Turn based movement is an ease of play abstraction. It has enormous numbers of difficulties, which a DM ought to occasionally be willing to deal with by on the fly rulings whenever the rules are breaking player emmersion and creating low fidelity.
However, in general the problems created by turn based resolutions are smaller, much much smaller, than the problems created by attempting to create high fidelity less abstract resolutions.

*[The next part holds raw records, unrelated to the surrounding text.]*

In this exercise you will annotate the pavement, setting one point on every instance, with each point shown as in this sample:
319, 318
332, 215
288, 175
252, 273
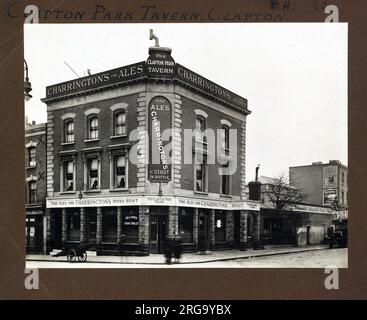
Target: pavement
187, 258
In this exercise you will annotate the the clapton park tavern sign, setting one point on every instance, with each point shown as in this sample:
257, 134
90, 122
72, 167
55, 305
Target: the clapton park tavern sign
159, 65
159, 119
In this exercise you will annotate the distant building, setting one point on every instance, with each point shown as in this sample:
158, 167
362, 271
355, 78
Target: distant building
295, 223
35, 157
324, 184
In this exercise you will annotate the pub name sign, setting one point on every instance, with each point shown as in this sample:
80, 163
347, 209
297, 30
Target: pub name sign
159, 65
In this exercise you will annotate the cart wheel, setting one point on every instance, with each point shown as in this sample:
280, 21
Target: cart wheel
82, 257
71, 256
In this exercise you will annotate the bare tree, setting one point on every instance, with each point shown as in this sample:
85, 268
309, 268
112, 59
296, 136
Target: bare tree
281, 193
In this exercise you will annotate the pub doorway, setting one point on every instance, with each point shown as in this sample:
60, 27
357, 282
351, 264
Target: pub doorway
203, 234
158, 229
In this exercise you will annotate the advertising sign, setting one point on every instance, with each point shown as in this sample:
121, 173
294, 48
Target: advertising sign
159, 118
330, 177
160, 64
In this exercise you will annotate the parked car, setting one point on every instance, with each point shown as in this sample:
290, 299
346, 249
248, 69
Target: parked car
338, 234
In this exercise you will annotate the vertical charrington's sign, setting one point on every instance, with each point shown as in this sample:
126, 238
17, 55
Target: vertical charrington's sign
159, 116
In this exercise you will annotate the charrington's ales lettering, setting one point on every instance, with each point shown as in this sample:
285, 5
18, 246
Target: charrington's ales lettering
94, 81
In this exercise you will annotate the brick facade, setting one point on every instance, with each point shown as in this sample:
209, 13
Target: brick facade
161, 217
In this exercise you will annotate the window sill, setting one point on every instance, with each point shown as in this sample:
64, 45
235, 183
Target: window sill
93, 191
201, 192
200, 141
225, 195
120, 189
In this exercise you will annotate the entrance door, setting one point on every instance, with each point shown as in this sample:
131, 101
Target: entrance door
203, 241
308, 234
158, 232
237, 229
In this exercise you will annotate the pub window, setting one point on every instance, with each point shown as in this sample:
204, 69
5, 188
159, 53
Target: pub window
32, 156
200, 128
92, 217
93, 173
185, 223
68, 176
109, 225
225, 137
93, 127
220, 226
32, 189
69, 131
130, 228
225, 186
73, 225
120, 123
120, 172
200, 176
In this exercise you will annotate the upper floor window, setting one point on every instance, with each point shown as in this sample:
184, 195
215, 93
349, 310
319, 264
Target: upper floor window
120, 171
93, 174
68, 176
120, 123
32, 156
69, 131
200, 128
32, 189
93, 127
200, 176
225, 137
225, 185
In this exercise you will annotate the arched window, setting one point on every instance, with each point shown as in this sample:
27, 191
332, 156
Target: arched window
120, 123
31, 156
32, 190
120, 171
200, 128
93, 127
225, 137
69, 131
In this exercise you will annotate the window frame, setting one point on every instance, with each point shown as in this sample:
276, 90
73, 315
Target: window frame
33, 191
116, 114
229, 182
32, 164
89, 127
114, 154
64, 173
204, 166
67, 122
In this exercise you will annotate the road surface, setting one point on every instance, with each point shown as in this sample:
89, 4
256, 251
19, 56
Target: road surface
310, 259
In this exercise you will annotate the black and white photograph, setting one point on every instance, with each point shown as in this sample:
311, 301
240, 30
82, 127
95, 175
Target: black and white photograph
198, 145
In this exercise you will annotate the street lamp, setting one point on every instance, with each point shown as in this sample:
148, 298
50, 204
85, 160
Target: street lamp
27, 84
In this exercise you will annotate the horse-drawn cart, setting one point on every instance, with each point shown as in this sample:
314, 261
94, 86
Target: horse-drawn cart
78, 253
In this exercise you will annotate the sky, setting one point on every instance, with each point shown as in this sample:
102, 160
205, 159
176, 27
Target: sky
294, 76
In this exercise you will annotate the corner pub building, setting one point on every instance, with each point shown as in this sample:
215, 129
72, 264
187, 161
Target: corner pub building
101, 186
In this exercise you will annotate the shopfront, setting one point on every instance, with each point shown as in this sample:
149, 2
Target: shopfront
122, 228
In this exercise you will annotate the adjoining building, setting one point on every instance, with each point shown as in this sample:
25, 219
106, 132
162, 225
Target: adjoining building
35, 187
103, 183
292, 221
323, 184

It's pretty easy to increase the accuracy of a turn based resolution system with respect to capturing analog movement. You simply increase the sampling rate by decreasing the amount of time covered by the abstract round. Often this ends up involving a multi-tiered timing system with larger turns and smaller rounds, segments or impulses. The smaller the amount of time covered in a round, the smaller the 'squares' you can occupy, then the greater fidelity you will have to realities continuous analog experience. However, this tends to be chasing something down the rabbit hole. The more you try to make the actions in a round concrete representations of reality, the more you tend to slip into an 'uncanny valley' where the lack of adherence to expectation more and more annoys. Worse yet, the time required to resolve the combat increases exponentially. Instead of resolving combats in 2 or 3 or 5 or 20 rounds, you may well need 100 or 200 rounds for a combat involving very careful time tracking as actions will typically be ongoing over a different number of rounds for each actor. You might start a 5 round action in turn 6, while the other player has started a 3 round action in turn 4, the spellcaster has a 6 round action that they started in round 2, and the monster is in the midst of a 10 round action begun on round 1. This involves a lot of mental overhead and bookkeeping, and tends to make combat drrrraaaaaggggggg and bog down your story as combats take up a greater and greater percentage of play time. Ironically, what may have started with the intention of having more exciting and more interesting combats, will often result in rules sets that encourage players to avoid combat as a resolution method simply because of the crushing time burden it imposes.